How to prepare for high-altitude hiking and recognize altitude sickness
High-altitude hiking is exhilarating but demands planning to stay safe and enjoy the views. This guide gives clear, practical steps to prepare physically and mentally, and to spot and respond to altitude sickness before it becomes serious.
Step 1: Train with progressive elevation
Build aerobic fitness for 8–12 weeks before your trip, including 3–5 sessions per week with at least one longer hike. Include one weekly climb that gains 300–600 meters (1,000–2,000 ft) to adapt legs and breathing to sustained uphill effort.
[Illustration: hiker ascending a steep trail with altitude gain markers on a map]
Step 2: Practice with weighted daypacks
Start with 5–7 kg (11–15 lb) and increase to 8–12 kg (18–26 lb) over several weeks to simulate carrying gear. Shorten your stride and maintain steady breathing; this trains muscular endurance and reveals needed gear adjustments.
[Illustration: backpacker on trail adjusting straps with a medium-weight pack]
Step 3: Acclimatize gradually on-site
Follow the rule of not sleeping more than 300–500 meters (1,000–1,600 ft) higher per night above 2,500 m (8,200 ft). Include a rest day every 600–900 meters (2,000–3,000 ft) of ascent and spend 2 nights at any new high camp before moving higher.
[Illustration: mountain camp with elevation sign and hikers resting]

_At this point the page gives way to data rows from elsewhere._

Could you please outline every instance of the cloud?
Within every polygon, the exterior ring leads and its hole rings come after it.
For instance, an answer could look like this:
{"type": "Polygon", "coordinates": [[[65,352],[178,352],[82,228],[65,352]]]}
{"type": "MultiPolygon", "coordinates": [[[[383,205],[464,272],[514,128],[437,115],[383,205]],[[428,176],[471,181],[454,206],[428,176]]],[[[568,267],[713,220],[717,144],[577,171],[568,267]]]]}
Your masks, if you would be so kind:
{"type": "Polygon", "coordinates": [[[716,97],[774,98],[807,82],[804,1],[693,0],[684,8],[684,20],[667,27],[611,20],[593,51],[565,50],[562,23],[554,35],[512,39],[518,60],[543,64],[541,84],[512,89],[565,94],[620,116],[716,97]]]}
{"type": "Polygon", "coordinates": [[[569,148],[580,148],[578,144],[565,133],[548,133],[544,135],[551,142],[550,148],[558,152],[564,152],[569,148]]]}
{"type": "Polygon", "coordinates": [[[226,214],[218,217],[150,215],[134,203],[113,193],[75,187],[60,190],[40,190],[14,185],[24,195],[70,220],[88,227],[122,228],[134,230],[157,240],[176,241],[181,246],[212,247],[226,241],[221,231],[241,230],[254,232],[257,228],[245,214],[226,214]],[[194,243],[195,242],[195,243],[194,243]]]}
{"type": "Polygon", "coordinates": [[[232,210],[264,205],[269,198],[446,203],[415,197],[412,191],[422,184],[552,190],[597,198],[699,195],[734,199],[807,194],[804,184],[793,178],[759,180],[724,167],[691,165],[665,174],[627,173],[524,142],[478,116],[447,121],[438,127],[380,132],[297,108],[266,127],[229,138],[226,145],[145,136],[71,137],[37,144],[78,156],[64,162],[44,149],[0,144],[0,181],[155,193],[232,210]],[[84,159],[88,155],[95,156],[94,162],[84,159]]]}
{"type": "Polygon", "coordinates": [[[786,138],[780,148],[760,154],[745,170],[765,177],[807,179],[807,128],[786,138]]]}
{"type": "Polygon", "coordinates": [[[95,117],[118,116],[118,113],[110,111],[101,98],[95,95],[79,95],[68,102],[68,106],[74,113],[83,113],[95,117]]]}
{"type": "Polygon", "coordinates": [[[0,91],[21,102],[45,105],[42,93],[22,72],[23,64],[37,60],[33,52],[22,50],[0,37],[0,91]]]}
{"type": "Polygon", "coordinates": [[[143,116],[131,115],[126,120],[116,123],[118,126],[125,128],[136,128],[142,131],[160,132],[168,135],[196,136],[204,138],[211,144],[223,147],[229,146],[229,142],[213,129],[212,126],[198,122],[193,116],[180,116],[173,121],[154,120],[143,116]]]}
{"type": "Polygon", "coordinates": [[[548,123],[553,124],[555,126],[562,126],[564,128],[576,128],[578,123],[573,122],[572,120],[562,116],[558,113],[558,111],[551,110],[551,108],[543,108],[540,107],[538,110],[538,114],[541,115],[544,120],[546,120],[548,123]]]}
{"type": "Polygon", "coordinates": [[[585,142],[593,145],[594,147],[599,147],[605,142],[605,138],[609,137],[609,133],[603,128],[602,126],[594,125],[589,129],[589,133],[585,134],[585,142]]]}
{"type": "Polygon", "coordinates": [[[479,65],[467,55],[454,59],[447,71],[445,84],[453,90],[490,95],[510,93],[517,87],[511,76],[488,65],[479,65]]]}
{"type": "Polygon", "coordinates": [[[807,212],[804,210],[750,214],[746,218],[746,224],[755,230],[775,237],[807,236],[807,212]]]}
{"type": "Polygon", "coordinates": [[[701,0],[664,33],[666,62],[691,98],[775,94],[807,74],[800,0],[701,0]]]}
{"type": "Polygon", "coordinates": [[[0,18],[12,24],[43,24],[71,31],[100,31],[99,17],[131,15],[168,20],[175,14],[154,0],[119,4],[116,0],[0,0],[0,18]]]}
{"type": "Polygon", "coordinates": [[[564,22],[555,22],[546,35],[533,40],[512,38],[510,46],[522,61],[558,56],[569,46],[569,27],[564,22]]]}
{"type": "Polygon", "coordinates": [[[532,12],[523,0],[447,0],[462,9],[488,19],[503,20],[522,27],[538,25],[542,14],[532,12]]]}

Step 4: Hydrate and eat for altitude
Drink 3–4 liters of water per day at altitude and include salty snacks to maintain electrolytes. Aim for 500–700 extra calories per active day from carbohydrates and light proteins to support increased energy demands.
[Illustration: water bottles, electrolyte powder, and trail snacks on a rock ledge]
Step 5: Adjust sleep and breathing habits
Practice slow diaphragmatic breathing and consider brief daytime naps to reduce fatigue; sleep may be fragmented at first. Use a pulse oximeter to track resting oxygen saturation; expect values to drop 5–15% at higher camps compared with sea level.
[Illustration: hiker checking pulse oximeter while lying in a sleeping bag]
Step 6: Use medication wisely
Discuss prescription acetazolamide (125–250 mg twice daily) with your doctor to speed acclimatization; start 24–48 hours before ascent if advised. Carry analgesics, anti-nausea meds, and a fast-acting bronchodilator if you have reactive airways; know dosages and side effects.
[Illustration: small pill organizer with labeled pills and a doctor's note]
Step 7: Monitor symptoms and act fast
Check everyone in your group twice daily for headaches, nausea, dizziness, breathlessness, or confusion; use a simple checklist. If symptoms worsen or there are any signs of confusion, aim to descend at least 500–1,000 meters (1,600–3,300 ft) immediately and seek medical help.
[Illustration: group of hikers comparing notes beside a map with altitude labels]
- Start hikes early in the morning when storms are less likely and temperatures are cooler.
- Pack layered clothing to manage temps that can swing 15–25°C (27–45°F) between day and night at altitude.
- Sleep with a light, warm hat and breathable base layers to conserve heat without overheating.
- Practice overnight stays at moderate altitude (1,500–2,500 m) before a high trip to test gear and sleep comfort.
- Carry a compact pulse oximeter and a small altimeter or GPS app for tracking ascent rates.
- Plan extra days in your itinerary for unplanned acclimatization or weather delays.
- Never ignore worsening symptoms like severe headache, persistent vomiting, ataxia (coordination loss), or altered consciousness — these may be signs of life-threatening altitude illness.
- Do not ascend further if you or a teammate have acute mountain sickness until symptoms have clearly improved with rest or descent.
- Avoid alcohol and sedatives at altitude because they can blunt breathing drive and worsen oxygenation and acclimatization.